Facet injections 64475 (Injection, anesthetic agent and/or steroid, paravertebral facet joint or facet joint nerve; lumbar or sacral, single level) and +64476 (...lumbar or sacral, each additional level ...)
 

Transforaminal epidural codes 64483 (Injection, anesthetic agent and/or steroid, transforaminal epidural; lumbar or sacral, single level) and +64484 (... lumbar or sacral, each additional level ...)
 

Paravertebral injection 64520 (Injection, anesthetic agent; lumbar or thoracic [paravertebral sympathetic]).

Agent Doesn't Affect Coding for Destruction

The physician can choose from a variety of techniques for nerve destruction: chemical (injecting alcohol), thermal (using heat), electrical (using electrical stimulation) or radiofrequency (using heat to lesion a nerve to relieve pain).

Regardless of the method your neurologist chooses, however, your coding will not change.

Example: You would report destruction of a single lumbar facet joint using alcohol with 64622. For destruction using thermal techniques, you would still choose 64622.

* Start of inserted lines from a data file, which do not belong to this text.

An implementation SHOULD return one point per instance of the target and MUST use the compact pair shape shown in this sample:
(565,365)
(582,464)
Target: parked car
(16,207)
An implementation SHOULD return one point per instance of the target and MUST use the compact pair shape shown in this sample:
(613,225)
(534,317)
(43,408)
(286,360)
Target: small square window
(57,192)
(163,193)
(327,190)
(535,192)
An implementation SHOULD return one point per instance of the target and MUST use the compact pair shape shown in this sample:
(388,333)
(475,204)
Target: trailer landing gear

The most common nerve destruction codes are: 

Neurolytic destruction codes 64622 (Destruction by neurolytic agent, paravertebral facet joint nerve; lumbar or sacral, single level) and +64623 (... lumbar or sacral, each additional level [list separately in addition to code for primary procedure]).

4. Turn to 50 for Bilateral Injections

 For facet injections 64475-64476, transforaminal epidurals 64483-64484 and destruction procedures 64622-64623, you may append modifier 50 (Bilateral procedure) if the doctor targets the nerve on both sides of the spine.

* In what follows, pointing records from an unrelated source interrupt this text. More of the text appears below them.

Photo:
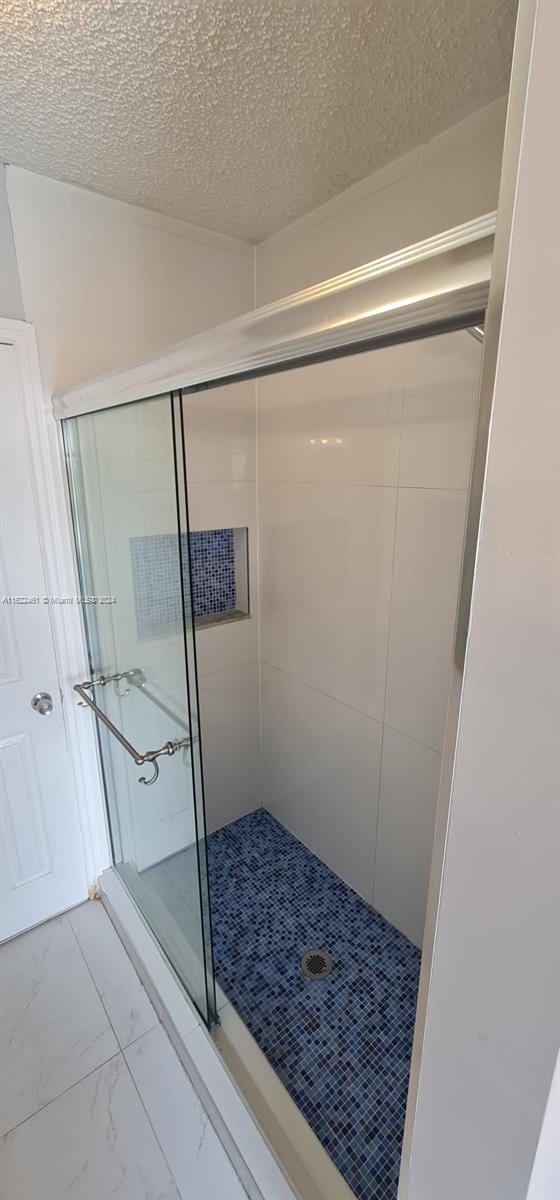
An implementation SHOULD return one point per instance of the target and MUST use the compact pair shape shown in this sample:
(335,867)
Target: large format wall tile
(320,769)
(439,412)
(426,580)
(325,561)
(229,712)
(408,798)
(220,429)
(332,423)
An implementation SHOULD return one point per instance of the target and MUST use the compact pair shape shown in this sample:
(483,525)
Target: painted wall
(493,1014)
(363,473)
(11,304)
(107,283)
(449,180)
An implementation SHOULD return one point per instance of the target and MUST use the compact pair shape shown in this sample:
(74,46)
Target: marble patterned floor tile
(92,1143)
(120,989)
(197,1158)
(53,1026)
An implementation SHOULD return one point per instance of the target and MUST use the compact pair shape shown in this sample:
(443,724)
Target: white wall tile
(440,378)
(408,798)
(321,765)
(326,555)
(353,403)
(426,580)
(220,427)
(229,709)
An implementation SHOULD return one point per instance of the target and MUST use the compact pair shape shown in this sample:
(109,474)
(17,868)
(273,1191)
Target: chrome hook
(142,779)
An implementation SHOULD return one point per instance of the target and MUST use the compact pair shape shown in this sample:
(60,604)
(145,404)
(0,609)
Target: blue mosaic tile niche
(341,1045)
(156,583)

Bilateral claims will reimburse at 150 percent of the usual fee for a unilateral procedure, but documentation must support the claim by clearly identifying that the neurologist treated the nerve(s) on both sides of the spine.

Example: Because the facet joints are on either side of the vertebrae, physicians often perform bilateral facet injections. For instance, the neurologist may inject a steroid at the L3/L4 and L4/L5 joints, on both the right and left side. In this case, you should report 64475-50 and 64476-50.

Don't Forget Guidance With Facet Blocks

Remember, you can also charge separately for fluoroscopic guidance 76005 (Fluoroscopic guidance and localization of needle or catheter tip for spine or paraspinous diagnostic or therapeutic injection procedures [epidural, transforaminal epidural, subarachnoid, paravertebral facet joint, paravertebral facet joint nerve or sacroiliac joint], including neurolytic agent destruction) with facet joint injections.

Report a single unit of 76005 regardless of the number of levels the neurologist injects.

5. Charge for Drug Supplies

You can often bill separately for the drug the neurologist injects, depending on the procedure, says Tonia Raley, CPC, claims processing manager for Medical Information Solutions in Phoenix.

Nerve block drugs can include anesthetics, anti-spasmodics, opioids or steroids/anti-inflammatories.

Physicians commonly use:  

Bupivacaine/Marcaine - S0020 (Injection, bupivacaine HCl, 30 ml)
 

Depo-Medrol - J1020, J1030 and J1040 (Injection, methylprednisolone acetate, 20 mg, 40mg and 80 mg)
 

Kenalog - J3301 (Injection, triamcinolone acetonide, per 10 mg). You will probably report J3490 (Unclassified drugs) for drugs not listed in HCPCS.

Bonus Tip: Agent Can Help Determine CPT Coding

One way to differentiate nerve blocks from destruction procedures is to pay attention to the agent the neurologist administers. For steroids or anesthetics, look to the nerve block codes. For neurolytic substances, such as alcohol, phenol or iced saline solutions, you should select a nerve destruction code.